Margaret Truman Daniel died Tuesday. She was 83 and what we might call a renaissance woman. A singer, writer, actress, daughter of a president, wife of the one-time New York Times managing editor, and mother of Daniel tried everything. Her obituary caught my eye, and I’m glad I read it. Because that quote is fantastic.
And I think she’s right, and not just about considering being a wife and a mother a career. I am not a brave person. I never have been. I remember, and this pains me to actually admit, that in middle school I actually thought how glad I was I wasn’t a boy. In addition to the lack of painfully visual evidence every time I was attracted to someone, I also believed that because I was a girl, I didn’t really need a career. I could just get married and have my husband take care of me.”

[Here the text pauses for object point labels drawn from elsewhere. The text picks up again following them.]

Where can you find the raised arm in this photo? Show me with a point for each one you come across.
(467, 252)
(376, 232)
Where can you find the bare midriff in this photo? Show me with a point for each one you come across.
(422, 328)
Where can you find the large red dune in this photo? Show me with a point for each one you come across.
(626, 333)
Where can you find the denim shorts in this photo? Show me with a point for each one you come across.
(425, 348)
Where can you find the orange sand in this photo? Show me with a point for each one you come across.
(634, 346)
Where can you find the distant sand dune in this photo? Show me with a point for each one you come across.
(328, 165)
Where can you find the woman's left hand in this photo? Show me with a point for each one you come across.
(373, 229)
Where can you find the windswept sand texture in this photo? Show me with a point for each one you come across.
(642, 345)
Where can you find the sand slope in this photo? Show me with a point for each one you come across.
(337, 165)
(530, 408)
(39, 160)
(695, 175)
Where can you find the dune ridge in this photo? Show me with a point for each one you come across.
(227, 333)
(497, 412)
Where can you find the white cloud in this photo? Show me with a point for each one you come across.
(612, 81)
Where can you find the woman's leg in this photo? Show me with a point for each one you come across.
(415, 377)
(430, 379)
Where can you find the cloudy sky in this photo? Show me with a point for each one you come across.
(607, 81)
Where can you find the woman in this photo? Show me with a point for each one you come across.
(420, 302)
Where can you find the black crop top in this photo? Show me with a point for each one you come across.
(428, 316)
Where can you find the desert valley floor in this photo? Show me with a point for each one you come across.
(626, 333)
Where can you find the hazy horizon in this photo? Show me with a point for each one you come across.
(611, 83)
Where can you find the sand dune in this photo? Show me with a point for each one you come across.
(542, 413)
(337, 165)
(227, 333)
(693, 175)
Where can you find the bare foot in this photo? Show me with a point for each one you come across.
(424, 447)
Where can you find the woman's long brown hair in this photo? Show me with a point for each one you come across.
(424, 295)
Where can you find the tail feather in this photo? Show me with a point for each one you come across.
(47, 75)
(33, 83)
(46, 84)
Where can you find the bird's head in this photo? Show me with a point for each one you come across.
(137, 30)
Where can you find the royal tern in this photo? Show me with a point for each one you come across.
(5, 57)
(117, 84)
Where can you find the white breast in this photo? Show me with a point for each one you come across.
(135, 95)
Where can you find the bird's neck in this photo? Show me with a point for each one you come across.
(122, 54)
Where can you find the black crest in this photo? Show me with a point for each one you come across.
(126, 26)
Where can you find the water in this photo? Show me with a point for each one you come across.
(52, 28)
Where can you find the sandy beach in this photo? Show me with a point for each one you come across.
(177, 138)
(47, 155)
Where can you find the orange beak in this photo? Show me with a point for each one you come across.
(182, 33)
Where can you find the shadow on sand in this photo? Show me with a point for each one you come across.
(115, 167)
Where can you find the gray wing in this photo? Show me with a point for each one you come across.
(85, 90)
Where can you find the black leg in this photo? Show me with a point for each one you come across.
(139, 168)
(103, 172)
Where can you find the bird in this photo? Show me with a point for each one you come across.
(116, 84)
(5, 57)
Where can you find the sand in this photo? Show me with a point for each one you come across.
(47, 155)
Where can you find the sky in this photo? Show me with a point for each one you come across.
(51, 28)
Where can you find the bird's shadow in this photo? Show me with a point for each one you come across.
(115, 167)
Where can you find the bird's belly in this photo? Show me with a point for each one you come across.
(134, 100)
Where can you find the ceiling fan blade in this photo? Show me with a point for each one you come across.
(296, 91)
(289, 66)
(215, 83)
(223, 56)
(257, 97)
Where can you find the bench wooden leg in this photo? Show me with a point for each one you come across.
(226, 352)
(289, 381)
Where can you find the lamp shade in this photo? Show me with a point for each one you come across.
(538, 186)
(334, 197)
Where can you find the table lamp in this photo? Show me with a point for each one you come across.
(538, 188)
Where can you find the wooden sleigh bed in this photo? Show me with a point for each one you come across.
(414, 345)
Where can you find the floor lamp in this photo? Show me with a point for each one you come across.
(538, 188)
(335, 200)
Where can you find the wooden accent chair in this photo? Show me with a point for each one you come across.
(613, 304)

I seriously thought that. And it’s because I am not brave. Never have been. At 12 years old, it seemed so much easier to just get married and have babies and that would be that.
Now I know that it would be infinitely harder for me to stay at home. Because it is the unknown. Because it would mean so much change. Because it is not what I expected out of my life since I was 15 years old and discovered I could put a few words together to make a decent sentence.
And I guess I’m not afraid to admit that.
But Daniel was right about another thing, too. I think we all deserve each other’s respect, no matter what decisions we make for our families. And while I may go to work every day, I still consider my “career” to be that little girl, her daddy and any other children that bless us.



January 30, 2008 at 10:55 am
Wow, what a great post. Thanks for the reminder too, I needed that. Sometimes it’s easy to lose perspective.
January 30, 2008 at 3:36 pm
Very well said. Thank you for sharing.
January 30, 2008 at 6:15 pm
Very well put. I love that quote also.